Chargeway establishes standardized symbols for EV charging

Just as dinosaur drivers need to choose among regular, premium and diesel, EV drivers have several charging options, and novices (including some of our colleagues in the mainstream media) still find the different choices confusing.

Here in the US, we have Level 1 (120 volts), Level 2 (240 volts), and three different DC fast charging standards. In Europe and Asia, there are other standards, and the same ones are known by different names. Furthermore, the same car can charge at different rates depending on the charging station, but those rates are not displayed at most public chargers.

Matt Teske, a marketer and long-time EV owner from Portland, has devised a set of uniform symbols to denote the different charging standards and speeds.

Teske’s system, called Chargeway (via Green Car Reports), uses color-coded circles for charging standards, with a single number inside to indicate the charging speed – the higher the number, the higher the charging power available. For example, J-1772 Level 1 is indicated by a blue 1, J-1772 Level 2 by a blue 2, and CHAdeMO 50 kW DC fast-charging by a green 3 symbol.

The symbols could be affixed inside an EV’s charge-port door, and on public charging stations. They could also be included on highway signs, and incorporated into existing smartphone apps, so drivers would know at a glance whether a particular station could charge their car.

Teske showed the Chargeway system at the recent EV Roadmap 10 conference in Portland, and got rave reviews. “We need this concept to be seen and [backed] as soon as possible by all industry stakeholders: car and charging manufacturers, regulators and environmental organizations,” said Shad Balch from Chevrolet.

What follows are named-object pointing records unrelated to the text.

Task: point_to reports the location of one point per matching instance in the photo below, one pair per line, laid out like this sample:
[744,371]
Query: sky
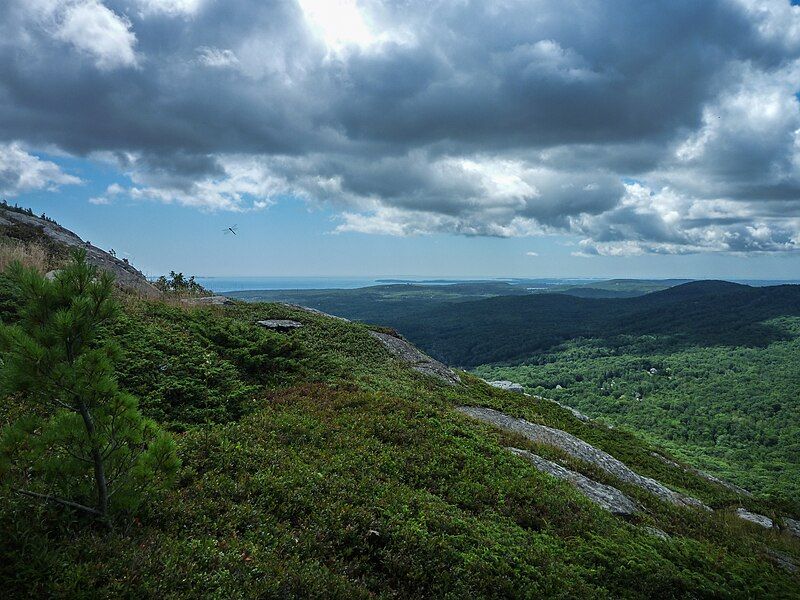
[411,138]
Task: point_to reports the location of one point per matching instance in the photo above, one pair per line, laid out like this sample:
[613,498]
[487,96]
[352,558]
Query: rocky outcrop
[282,325]
[760,520]
[508,386]
[579,449]
[419,361]
[575,412]
[127,276]
[656,532]
[313,311]
[792,526]
[707,476]
[605,496]
[210,301]
[783,560]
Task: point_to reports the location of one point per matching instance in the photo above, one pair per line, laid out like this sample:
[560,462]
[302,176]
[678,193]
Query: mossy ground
[314,464]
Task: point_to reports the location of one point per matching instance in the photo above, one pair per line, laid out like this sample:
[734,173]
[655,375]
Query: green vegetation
[78,441]
[178,285]
[732,411]
[314,464]
[379,302]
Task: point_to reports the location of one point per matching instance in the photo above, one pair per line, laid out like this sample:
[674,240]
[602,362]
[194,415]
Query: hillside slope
[16,224]
[316,463]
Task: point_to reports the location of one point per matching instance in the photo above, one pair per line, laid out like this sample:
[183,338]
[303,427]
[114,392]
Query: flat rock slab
[605,496]
[702,474]
[575,412]
[210,301]
[508,386]
[581,450]
[418,360]
[126,275]
[656,532]
[761,520]
[792,526]
[279,324]
[313,311]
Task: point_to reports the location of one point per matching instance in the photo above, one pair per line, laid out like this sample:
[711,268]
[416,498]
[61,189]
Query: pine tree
[81,442]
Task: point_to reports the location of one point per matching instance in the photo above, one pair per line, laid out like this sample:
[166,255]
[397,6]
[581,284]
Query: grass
[315,465]
[30,254]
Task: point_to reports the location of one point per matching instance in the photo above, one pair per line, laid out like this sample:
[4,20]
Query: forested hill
[510,328]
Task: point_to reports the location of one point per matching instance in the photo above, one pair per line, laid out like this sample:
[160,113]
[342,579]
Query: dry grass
[29,254]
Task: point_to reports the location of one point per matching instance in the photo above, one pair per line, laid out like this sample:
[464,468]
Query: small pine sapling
[80,441]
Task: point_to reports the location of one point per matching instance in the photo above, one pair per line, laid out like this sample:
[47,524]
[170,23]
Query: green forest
[317,464]
[732,411]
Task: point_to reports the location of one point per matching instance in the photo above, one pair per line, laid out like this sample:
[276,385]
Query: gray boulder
[417,360]
[210,301]
[792,526]
[605,496]
[760,520]
[126,275]
[313,311]
[508,386]
[656,532]
[281,325]
[581,450]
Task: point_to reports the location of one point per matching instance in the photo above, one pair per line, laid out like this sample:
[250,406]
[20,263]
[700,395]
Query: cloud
[215,57]
[638,129]
[21,172]
[89,27]
[171,8]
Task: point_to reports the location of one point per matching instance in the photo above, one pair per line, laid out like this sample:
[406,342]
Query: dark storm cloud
[644,126]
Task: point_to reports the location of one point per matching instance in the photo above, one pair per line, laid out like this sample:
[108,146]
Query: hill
[20,229]
[505,329]
[330,459]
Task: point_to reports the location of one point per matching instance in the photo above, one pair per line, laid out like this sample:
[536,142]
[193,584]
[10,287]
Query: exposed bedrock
[579,449]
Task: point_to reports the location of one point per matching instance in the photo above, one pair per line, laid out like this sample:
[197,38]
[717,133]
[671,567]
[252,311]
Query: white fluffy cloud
[23,172]
[170,8]
[94,30]
[216,57]
[634,132]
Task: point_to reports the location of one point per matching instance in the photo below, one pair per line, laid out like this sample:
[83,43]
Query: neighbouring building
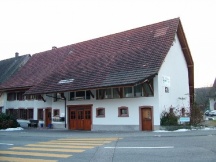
[121,81]
[8,68]
[212,97]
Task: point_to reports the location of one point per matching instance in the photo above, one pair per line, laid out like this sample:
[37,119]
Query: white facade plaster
[175,67]
[212,102]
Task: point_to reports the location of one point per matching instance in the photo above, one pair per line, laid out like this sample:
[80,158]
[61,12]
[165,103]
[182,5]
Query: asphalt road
[63,145]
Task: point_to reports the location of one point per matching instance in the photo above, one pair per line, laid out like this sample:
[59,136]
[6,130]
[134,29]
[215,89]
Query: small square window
[123,112]
[100,112]
[128,92]
[56,112]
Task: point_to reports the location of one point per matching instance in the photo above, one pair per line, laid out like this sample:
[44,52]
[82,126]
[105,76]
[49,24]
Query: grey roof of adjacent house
[10,66]
[124,58]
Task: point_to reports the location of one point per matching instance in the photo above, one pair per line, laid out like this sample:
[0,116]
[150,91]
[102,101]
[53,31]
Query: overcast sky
[32,26]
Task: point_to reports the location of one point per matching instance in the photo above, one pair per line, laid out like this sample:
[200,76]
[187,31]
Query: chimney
[54,47]
[16,54]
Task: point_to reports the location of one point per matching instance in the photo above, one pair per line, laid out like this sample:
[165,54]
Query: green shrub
[8,121]
[168,119]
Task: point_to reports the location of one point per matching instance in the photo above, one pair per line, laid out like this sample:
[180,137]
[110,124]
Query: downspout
[62,98]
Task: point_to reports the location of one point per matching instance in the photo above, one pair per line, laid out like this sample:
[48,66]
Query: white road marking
[6,144]
[163,147]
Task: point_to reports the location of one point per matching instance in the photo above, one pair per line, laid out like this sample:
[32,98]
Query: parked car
[212,113]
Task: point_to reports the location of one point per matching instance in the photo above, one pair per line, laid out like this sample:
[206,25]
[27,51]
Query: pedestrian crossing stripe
[70,143]
[35,154]
[15,159]
[89,139]
[54,146]
[42,149]
[47,149]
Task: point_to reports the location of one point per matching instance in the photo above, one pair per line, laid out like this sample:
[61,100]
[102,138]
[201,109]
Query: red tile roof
[123,58]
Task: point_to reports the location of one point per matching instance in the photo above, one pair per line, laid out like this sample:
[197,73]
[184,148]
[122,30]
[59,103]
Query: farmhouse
[8,68]
[212,97]
[121,81]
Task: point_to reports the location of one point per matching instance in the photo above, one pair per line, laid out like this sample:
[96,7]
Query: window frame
[87,95]
[20,96]
[58,112]
[39,110]
[22,113]
[11,96]
[98,115]
[28,113]
[120,114]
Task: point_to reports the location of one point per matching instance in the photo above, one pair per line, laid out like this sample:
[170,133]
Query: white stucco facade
[212,103]
[175,69]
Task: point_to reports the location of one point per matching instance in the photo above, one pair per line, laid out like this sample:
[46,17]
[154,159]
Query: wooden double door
[146,119]
[80,117]
[48,117]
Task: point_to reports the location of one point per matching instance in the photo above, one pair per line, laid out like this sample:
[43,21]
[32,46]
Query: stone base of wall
[115,128]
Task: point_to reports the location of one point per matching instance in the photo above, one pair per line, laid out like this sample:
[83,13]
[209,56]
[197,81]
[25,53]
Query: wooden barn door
[146,119]
[80,117]
[48,116]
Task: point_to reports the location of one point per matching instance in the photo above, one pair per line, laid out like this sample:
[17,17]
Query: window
[56,112]
[20,96]
[80,95]
[11,96]
[138,90]
[123,112]
[30,97]
[104,93]
[22,113]
[13,112]
[128,91]
[38,97]
[148,88]
[100,112]
[30,113]
[40,114]
[117,92]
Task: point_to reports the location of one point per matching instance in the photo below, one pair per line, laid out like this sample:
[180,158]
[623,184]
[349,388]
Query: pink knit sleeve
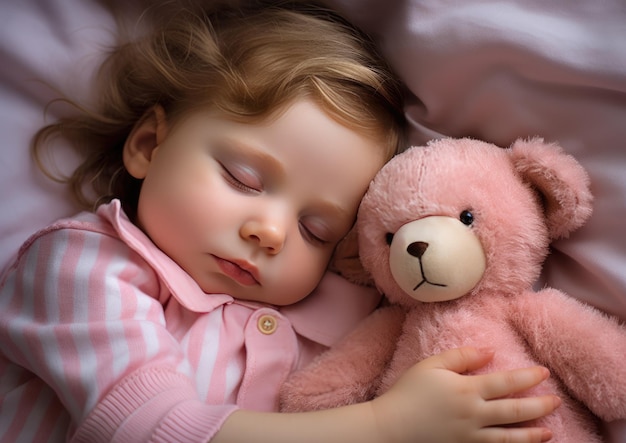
[83,313]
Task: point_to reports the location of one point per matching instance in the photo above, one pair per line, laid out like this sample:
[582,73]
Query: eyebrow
[277,169]
[260,159]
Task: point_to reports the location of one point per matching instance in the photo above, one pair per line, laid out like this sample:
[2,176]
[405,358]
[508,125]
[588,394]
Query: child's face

“The Chargeway description of the various types and speeds of EV charging makes it super-easy and simple for consumers to understand,” said Katherine Stainken, Policy Director for Plug In America.


Source: Green Car Reports

  • Dr_Mike_B

    Although the system has merits, the categories are overly broad. For level one it goes from 1 to 3 kW meeting from 8 to 25 A. Depending on what charger you have, this can makes a difference. For level two the range is from 20 to 99 kW. The standard CHAdeMO is 50 kW but one would want to distinguish between the 20 kW and the 50 kW charger. Similarly if you had a system that would run at 99 kW you’d want to know whether the charger you were stopping at is only 20 kW. In other words it is a good idea but needs much further refining.

    • Dr_Mike_B

      A more useful system would list the power available at the charging station. For level one the normal steps are 8, 12 and 20 A. For level two the normal steps are approximately 4, 7, 10 and 17 kW. For level three it appears to be 25, 50 and possibly 75 kW. This will let a driver know whether it is worth his time to stop at a particular station.

    • Dr_Mike_B

      The more I think about it, the more I dislike the system. Using the color blue for level one and level 2 J1772 and then using the same color for a level III CCS would be very confusing to a driver who does not have a CCS system. The CCS and CHAdeMO should be distinguished by separate colors separate from level one and level two . Level one and level two should also be a distinguished by a separate colors. Instead of having a single number inside the colored circle I would have the one, two, three with the power level. This would give much more information to the driver who’s either pulling off the freeway or parking on the street before he gets out of his car.

  • Dr_Mike_B

    Although at first glance I thought the system was useful, on later thought, it has multiple problems. Firstly, the ranges are overly broad. Level one charging ranges between 1 kW and 2.5 kW. Level two charging ranges between 3.3 kW and 20 kW. They have all of these represented by a blue circle with a number. This can be very confusing especially at highway speed’s. Level III in a blue circle is CCS only. The person with a CHAdeMO charger would be confused and think that possibly he can do level III at that station. In other words level one, level two, CCS, and CHAdeMO should be distinguished by different colors. Tesla is a beast of a completely different color and probably should not be included except for level one and level 2 which can go to 20 A on level one and 20 kW on level two. The level III Tesla stations are distinguished by a big sign that says Tesla.
    Instead of just a single number within the circle, I would also include a number that indicates the power in kilowatts of the charging station for levels two and three and the power in amperes for level one. This would be extremely useful so that the person with a 10 kW charger in his car will not stop at the station that only provides 3.3 kW on level two. It would also distinguish the extremely low power 20–25 kW level three stations and allow people to bypass them in favor of the more powerful stations.

  • Gillacey

    Hmm. I know its really set up for US drivers but I can see a number of issues. Firstly the CCS charge used by BMW for instance has 7 pins, not 5 like the Japanese J1772. This does not seem to be covered. In the UK all 7kW chargers are type2 (7 pin) and you need a lead in the car to connect. They don’t tell you this when you buy the car and they are not cheap.
    Also, the car’s satnav tells you whether the charge point nearby is suitable for that car. I assume you don’t have anything similar but ZapMap app is brilliant, you tell it what car you’re driving and it tells you where the charge points are, colour coded for speed (kW) it also tells you whether it is in service. This Teske system is inferior.